Specifies what action the server should take once the recovery target is reached.
At a glance
| Property | Value |
|---|---|
| Parameter | recovery_target_action |
| Category | Write Ahead Log |
| Default | pause |
| Value type | enum |
| Change scope | Per-session (SET) |
| Available in | PostgreSQL 12, 13, 14, 15, 16, 17, 18, 19 (added in 12) |
What it does
Specifies what action the server should take once the recovery target is reached. The default is pause, which means recovery will be paused. promote means the recovery process will finish and the server will start to accept connections. Finally shutdown will stop the server after reaching the recovery target.
The intended use of the pause setting is to allow queries to be executed against the database to check if this recovery target is the most desirable point for recovery. The paused state can be resumed by using pg_wal_replay_resume() (see functions_recovery_control_table), which then causes recovery to end. If this recovery target is not the desired stopping point, then shut down the server, change the recovery target settings to a later target and restart to continue recovery.

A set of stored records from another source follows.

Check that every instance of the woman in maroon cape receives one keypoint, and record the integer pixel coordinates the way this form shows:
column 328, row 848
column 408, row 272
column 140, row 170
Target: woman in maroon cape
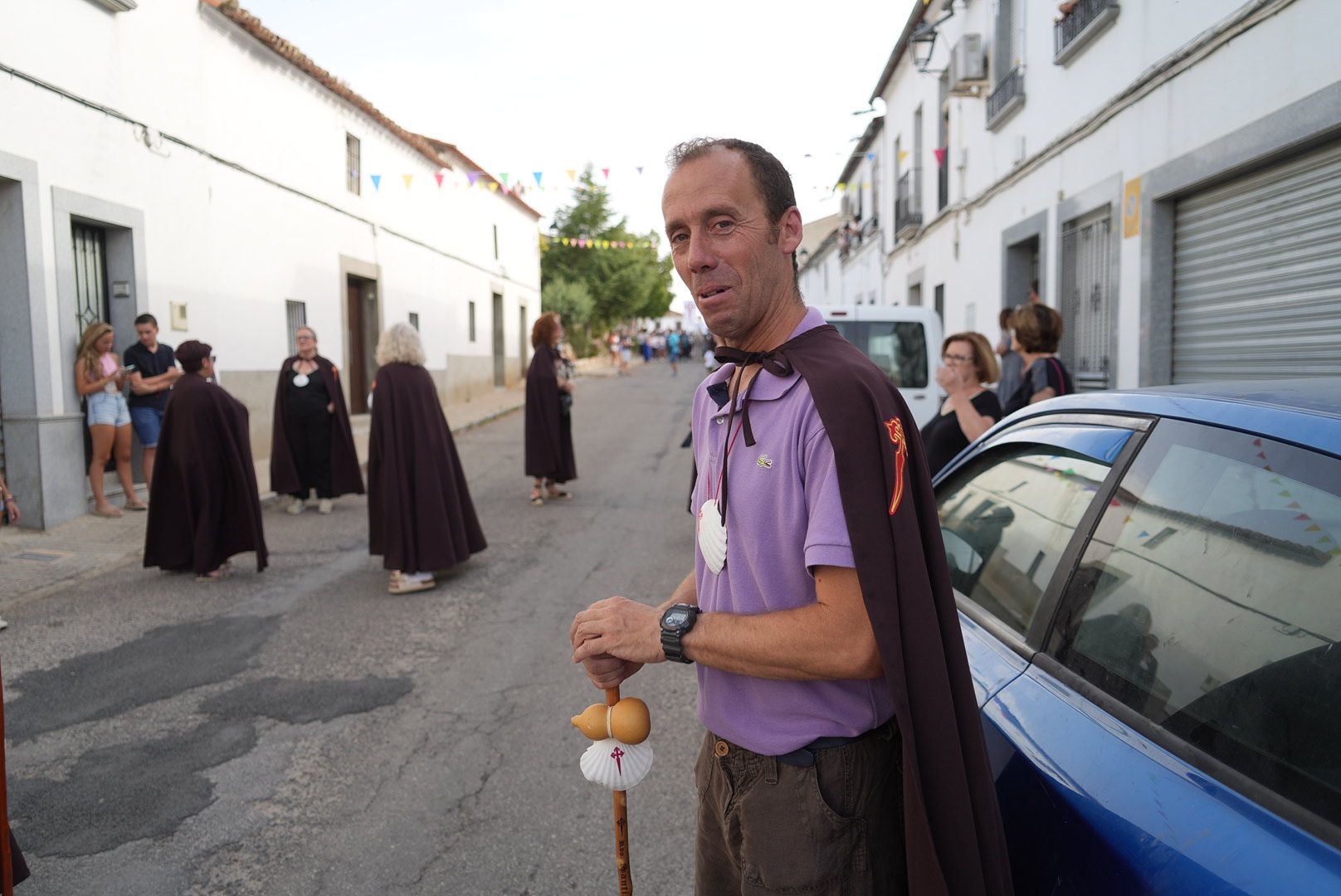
column 206, row 506
column 420, row 517
column 311, row 441
column 549, row 421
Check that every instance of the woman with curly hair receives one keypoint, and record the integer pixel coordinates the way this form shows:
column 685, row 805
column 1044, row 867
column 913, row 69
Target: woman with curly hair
column 420, row 515
column 100, row 380
column 549, row 413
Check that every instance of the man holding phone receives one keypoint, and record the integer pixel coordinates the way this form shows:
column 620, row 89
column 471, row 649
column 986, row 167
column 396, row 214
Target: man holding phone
column 154, row 371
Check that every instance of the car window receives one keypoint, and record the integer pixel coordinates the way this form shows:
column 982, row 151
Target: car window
column 1006, row 518
column 899, row 348
column 1207, row 600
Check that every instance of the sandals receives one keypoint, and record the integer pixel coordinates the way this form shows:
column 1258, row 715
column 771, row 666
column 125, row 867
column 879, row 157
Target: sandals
column 402, row 584
column 220, row 574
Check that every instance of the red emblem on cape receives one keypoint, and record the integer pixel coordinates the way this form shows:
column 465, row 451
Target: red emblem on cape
column 896, row 435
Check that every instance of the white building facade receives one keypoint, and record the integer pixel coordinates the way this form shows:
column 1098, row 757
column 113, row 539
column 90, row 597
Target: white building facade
column 1169, row 174
column 181, row 160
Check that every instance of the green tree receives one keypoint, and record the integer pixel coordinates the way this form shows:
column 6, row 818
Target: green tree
column 570, row 300
column 622, row 283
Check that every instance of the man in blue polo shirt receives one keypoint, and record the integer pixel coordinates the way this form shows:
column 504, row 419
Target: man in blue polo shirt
column 156, row 371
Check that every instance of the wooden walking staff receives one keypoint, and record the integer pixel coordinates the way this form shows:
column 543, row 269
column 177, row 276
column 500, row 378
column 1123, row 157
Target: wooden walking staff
column 618, row 757
column 622, row 821
column 6, row 850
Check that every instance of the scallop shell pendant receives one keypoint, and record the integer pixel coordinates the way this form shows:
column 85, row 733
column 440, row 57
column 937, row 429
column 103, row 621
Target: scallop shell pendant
column 712, row 537
column 617, row 765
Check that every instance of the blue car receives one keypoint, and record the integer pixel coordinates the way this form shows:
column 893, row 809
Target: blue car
column 1149, row 591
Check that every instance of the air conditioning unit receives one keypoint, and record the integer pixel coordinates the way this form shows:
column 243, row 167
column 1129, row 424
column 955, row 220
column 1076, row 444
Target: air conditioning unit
column 967, row 63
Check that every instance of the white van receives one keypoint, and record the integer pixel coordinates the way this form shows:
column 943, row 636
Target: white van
column 904, row 339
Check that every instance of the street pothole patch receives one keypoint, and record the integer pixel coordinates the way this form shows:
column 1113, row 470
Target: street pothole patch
column 302, row 702
column 126, row 791
column 39, row 557
column 158, row 665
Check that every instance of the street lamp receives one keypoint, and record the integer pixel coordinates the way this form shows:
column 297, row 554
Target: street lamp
column 923, row 41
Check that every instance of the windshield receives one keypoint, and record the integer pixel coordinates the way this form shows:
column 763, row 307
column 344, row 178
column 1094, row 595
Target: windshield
column 899, row 348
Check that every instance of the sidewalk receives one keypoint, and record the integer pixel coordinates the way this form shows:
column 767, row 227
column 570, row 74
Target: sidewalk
column 32, row 562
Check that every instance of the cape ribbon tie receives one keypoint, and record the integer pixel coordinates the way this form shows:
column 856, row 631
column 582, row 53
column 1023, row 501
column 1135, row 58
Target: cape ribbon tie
column 896, row 435
column 774, row 363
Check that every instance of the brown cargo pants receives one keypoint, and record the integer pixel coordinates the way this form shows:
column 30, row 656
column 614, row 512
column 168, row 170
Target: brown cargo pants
column 831, row 829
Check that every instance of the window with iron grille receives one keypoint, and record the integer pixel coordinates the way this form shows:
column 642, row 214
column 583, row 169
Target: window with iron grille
column 353, row 164
column 1086, row 299
column 296, row 318
column 1007, row 62
column 90, row 248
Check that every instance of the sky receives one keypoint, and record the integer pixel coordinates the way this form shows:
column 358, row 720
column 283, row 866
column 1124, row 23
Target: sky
column 538, row 86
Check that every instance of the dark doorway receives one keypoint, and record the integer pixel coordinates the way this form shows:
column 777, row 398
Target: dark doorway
column 524, row 338
column 1022, row 271
column 361, row 334
column 499, row 350
column 90, row 250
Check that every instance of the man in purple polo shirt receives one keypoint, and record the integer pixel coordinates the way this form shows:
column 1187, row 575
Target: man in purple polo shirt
column 814, row 613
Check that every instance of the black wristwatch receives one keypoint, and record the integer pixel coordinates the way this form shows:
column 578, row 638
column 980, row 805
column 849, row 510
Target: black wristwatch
column 675, row 624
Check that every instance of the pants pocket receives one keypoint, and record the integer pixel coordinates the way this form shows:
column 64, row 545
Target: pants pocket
column 792, row 841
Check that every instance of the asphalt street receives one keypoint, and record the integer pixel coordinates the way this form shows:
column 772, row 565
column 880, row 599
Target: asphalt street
column 302, row 731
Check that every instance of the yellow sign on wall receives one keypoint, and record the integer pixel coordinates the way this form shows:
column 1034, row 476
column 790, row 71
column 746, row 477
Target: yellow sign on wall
column 1132, row 208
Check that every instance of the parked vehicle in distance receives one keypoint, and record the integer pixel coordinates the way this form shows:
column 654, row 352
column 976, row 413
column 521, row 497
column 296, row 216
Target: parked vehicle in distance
column 1149, row 592
column 903, row 339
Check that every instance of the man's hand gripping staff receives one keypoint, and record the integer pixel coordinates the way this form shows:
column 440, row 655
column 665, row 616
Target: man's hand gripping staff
column 620, row 756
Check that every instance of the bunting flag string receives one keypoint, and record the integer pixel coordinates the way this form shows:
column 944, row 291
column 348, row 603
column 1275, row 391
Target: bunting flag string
column 581, row 243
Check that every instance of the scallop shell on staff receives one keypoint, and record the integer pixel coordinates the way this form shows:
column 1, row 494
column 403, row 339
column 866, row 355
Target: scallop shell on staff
column 616, row 765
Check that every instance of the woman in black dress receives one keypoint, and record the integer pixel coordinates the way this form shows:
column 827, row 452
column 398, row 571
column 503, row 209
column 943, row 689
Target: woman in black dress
column 970, row 408
column 1036, row 333
column 311, row 441
column 549, row 413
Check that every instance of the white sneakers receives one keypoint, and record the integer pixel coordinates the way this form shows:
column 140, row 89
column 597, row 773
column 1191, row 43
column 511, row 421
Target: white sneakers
column 409, row 582
column 298, row 504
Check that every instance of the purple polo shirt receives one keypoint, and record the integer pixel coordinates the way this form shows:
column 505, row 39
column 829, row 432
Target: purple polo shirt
column 783, row 517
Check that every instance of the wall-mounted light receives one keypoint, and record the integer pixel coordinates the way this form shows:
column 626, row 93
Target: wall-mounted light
column 923, row 43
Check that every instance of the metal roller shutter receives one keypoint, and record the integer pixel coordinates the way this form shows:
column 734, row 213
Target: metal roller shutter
column 1257, row 274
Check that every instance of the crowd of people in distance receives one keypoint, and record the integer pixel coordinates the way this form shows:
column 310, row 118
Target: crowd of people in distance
column 1029, row 371
column 653, row 343
column 204, row 504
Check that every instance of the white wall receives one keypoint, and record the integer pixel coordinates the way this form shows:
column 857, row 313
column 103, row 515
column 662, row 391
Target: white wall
column 235, row 245
column 1280, row 61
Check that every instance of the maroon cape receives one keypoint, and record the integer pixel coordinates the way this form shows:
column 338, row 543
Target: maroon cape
column 549, row 441
column 953, row 828
column 420, row 517
column 346, row 478
column 204, row 506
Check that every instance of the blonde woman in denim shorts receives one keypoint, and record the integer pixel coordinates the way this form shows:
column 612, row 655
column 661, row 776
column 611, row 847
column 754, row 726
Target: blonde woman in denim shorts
column 101, row 378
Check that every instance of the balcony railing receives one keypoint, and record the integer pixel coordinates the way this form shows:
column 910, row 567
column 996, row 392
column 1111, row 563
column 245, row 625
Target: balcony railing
column 1086, row 19
column 908, row 202
column 1007, row 97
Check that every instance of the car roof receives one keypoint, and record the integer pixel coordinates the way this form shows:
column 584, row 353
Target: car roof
column 1306, row 412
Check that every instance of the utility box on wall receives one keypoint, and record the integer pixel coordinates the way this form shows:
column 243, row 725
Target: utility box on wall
column 967, row 63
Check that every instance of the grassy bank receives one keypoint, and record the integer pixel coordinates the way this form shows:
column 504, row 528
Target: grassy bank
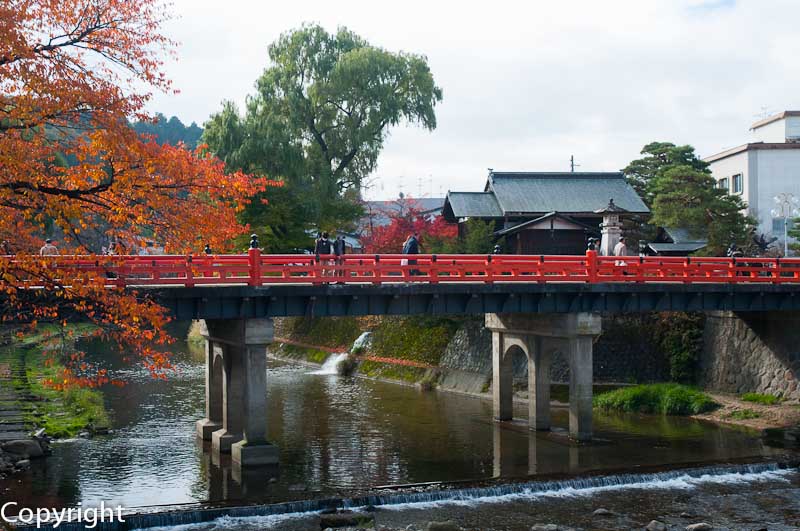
column 665, row 399
column 63, row 413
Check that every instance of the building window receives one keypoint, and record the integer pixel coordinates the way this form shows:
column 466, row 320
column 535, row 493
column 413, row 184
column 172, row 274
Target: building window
column 777, row 225
column 738, row 184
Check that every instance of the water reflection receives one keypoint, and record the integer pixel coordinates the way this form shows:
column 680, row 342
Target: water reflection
column 337, row 435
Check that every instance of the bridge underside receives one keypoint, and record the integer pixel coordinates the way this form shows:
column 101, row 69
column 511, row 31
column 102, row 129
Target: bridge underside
column 405, row 299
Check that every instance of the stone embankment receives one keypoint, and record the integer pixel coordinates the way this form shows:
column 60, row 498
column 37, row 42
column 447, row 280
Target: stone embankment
column 752, row 353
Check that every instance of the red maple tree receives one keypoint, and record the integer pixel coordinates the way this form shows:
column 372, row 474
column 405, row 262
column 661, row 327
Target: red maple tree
column 407, row 220
column 72, row 75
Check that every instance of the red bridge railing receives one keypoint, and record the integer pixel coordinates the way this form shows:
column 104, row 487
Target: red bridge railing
column 257, row 269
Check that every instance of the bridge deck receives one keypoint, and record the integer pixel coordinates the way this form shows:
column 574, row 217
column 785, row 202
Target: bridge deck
column 256, row 285
column 463, row 298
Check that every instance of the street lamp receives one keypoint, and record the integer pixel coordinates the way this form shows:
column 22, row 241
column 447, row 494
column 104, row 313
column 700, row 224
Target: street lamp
column 786, row 204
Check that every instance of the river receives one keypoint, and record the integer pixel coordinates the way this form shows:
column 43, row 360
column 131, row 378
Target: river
column 341, row 437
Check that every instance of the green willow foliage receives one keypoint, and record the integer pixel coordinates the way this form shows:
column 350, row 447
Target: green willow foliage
column 319, row 118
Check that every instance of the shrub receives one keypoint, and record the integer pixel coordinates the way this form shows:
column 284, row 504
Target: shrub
column 666, row 399
column 680, row 336
column 759, row 398
column 743, row 414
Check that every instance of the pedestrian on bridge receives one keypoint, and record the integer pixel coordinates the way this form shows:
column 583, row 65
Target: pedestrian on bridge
column 339, row 250
column 621, row 249
column 412, row 247
column 48, row 249
column 324, row 247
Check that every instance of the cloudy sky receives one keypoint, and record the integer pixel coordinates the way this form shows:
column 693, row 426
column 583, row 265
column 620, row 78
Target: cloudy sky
column 526, row 83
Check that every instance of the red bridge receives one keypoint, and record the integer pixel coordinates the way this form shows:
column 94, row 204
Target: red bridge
column 257, row 269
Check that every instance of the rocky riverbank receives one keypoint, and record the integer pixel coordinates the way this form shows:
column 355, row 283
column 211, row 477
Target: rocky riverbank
column 30, row 411
column 15, row 455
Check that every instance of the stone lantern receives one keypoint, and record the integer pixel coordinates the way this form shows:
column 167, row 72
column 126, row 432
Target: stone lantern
column 611, row 228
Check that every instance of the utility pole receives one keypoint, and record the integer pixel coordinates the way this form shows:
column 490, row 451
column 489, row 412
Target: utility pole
column 572, row 164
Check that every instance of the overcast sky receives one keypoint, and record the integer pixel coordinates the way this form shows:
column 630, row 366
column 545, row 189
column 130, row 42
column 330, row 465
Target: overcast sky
column 526, row 83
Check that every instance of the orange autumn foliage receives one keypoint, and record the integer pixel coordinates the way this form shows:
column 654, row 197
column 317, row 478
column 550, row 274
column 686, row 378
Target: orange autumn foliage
column 72, row 75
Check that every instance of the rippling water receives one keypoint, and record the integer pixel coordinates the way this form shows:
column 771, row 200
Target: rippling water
column 337, row 436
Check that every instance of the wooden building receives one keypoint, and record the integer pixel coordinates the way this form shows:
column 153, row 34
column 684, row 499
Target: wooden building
column 545, row 213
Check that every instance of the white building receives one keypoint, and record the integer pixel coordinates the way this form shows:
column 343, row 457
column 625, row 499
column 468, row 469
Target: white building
column 763, row 169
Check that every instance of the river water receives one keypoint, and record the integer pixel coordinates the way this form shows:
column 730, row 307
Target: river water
column 341, row 437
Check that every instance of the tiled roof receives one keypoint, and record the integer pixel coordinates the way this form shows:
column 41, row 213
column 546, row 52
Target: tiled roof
column 471, row 204
column 532, row 193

(Description quoted from the official PostgreSQL documentation.)
How to apply a change
Can be set per session with SET, per role/database with ALTER ROLE/DATABASE ... SET, or globally in postgresql.conf.
Inspect the current value and source with SHOW recovery_target_action; or SELECT name, setting, unit, context, source FROM pg_settings WHERE name = 'recovery_target_action';.
Tuning guidance
This is a point-in-time-recovery control, used only while restoring a backup, not during normal operation. Set it in the recovery configuration to define the exact stopping point or restore action you want, perform the recovery, then remove it. It has no effect on a normally running primary.